The signs are everywhere: felled trees and branches, with telltale tooth marks.

ELWHA RIVER, Clallam County — Beavers are back. It’s not hard to tell.

The signs are everywhere: felled trees and branches, with telltale tooth marks. Soft sedge meadows dimpled with belly tracks from beavers hustling to and fro. And in thickets of young alder and willow — a 24/7 beaver cafe — multiple dams, built in a side channel of this reborn river.

The dams are subtle, just sticks pushed into a row, bank to bank, and a bit of mud. But the dams do the trick these genius eco-engineers are so good at, creating pools to ease their travels by swimming, rather than walking, to their favorite snack spot.

Created in the making of their dams, too, is a boost for salmon: These pools are perfect spots for juvenile salmon to rest and feed.

The intertwined lives of beaver and salmon emerging here is one more sign that the ecosystem-scale restoration of the Elwha, with the world’s largest-ever dam removal project, begun in 2011 and completed in 2014, is taking hold.

While salmon have always been the marquee species of this recovery, as the river from the mountains to the sea returns to a more natural state, all sorts of other animals also are benefiting, including beavers.

Two hydropower dams, Elwha and Glines Canyon, were built on the Elwha in the early 1900s to power Port Angeles and give industry a kick start on the Olympic Peninsula. But taking the dams down has given beavers a chance to build some dams of their own in the Elwha’s delta, a natural powerhouse of enterprise, thrumming with new life.

Millions of tons of sediment that had been stuck behind the dams have flowed to the nearshore, building what is today Washington’s newest beach. The Coastal Watershed Institute, a Port Angeles nonprofit, also has been working at removing armoring from the shoreline near the river mouth — more than 43 percent of all of the shoreline armoring removal in Puget Sound in 2015-2017. Thousands of linear feet of old asphalt, concrete and rock were hauled off the beach to once again let the saltwater meet the land.

Not just creatures of fresh water, beavers also have an important place in the newly emerging habitat at the mouth of the Elwha and its tidally influenced floodplain, and juicy marshes and swamps, bristling with native cattails and sedge.

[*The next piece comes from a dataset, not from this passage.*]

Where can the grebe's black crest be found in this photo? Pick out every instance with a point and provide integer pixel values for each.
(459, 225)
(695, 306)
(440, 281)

Anne Shaffer, of the Coastal Watershed Institute, has with her team of partners been documenting conditions in the nearshore before and after dam removal. The pool that she has monitored at the delta with the most diversity and greatest number of fish is the one to which the side channel used by beavers connects, Shaffer said. “It’s a beneficial relationship,” she said.

And not only on the Elwha.

Greg Hood is a senior research scientist with the Skagit River System Cooperative in La Conner, which provides natural resource management services for the Swinomish and Sauk-Suiattle tribes. Hood has worked on the Skagit River delta since 2000 and 10 years ago he surprised even himself when out looking for a plant in the delta and instead, discovered a whole new understanding of beavers.

Thought to be only freshwater animals, Hood discovered beavers were using the tidal shrub zone. These wetlands were among the first to be diked, drained and filled nearly out of existence in Puget Sound country as the region developed. But a place that is just terrific habitat for tidal beavers. Not a new species, but rather beavers making their living in a place where people did not expect them.

“I was really surprised: Wwhat is going on here? Beavers in tidal marshes?” Hood said.

His paper, published in 2009, was a first of its kind to expose and explain something that had been hidden in plain sight because no one thought to look for it. “People had been looking for beaver where they expected to find them,” Hood said.

In the Skagit, just as in the Elwha, the beavers were making dams that created pools that nurtured salmon — and kept predators at bay. Herons that prey on baby salmon can’t navigate a landing in the pools. And the pools create a nurturing, food-rich environment for the fish.

He learned densities of young salmon were five times greater in the pools than areas of the estuary without them. What emerged from his work was a new understanding of a relationship between rivers, salmon and beavers that had been entirely forgotten, in a kind of “ecological amnesia” — his beautiful phrase.

But on the Skagit, and now on the Elwha, that memory is returning, sharp as beaver-chewed sticks.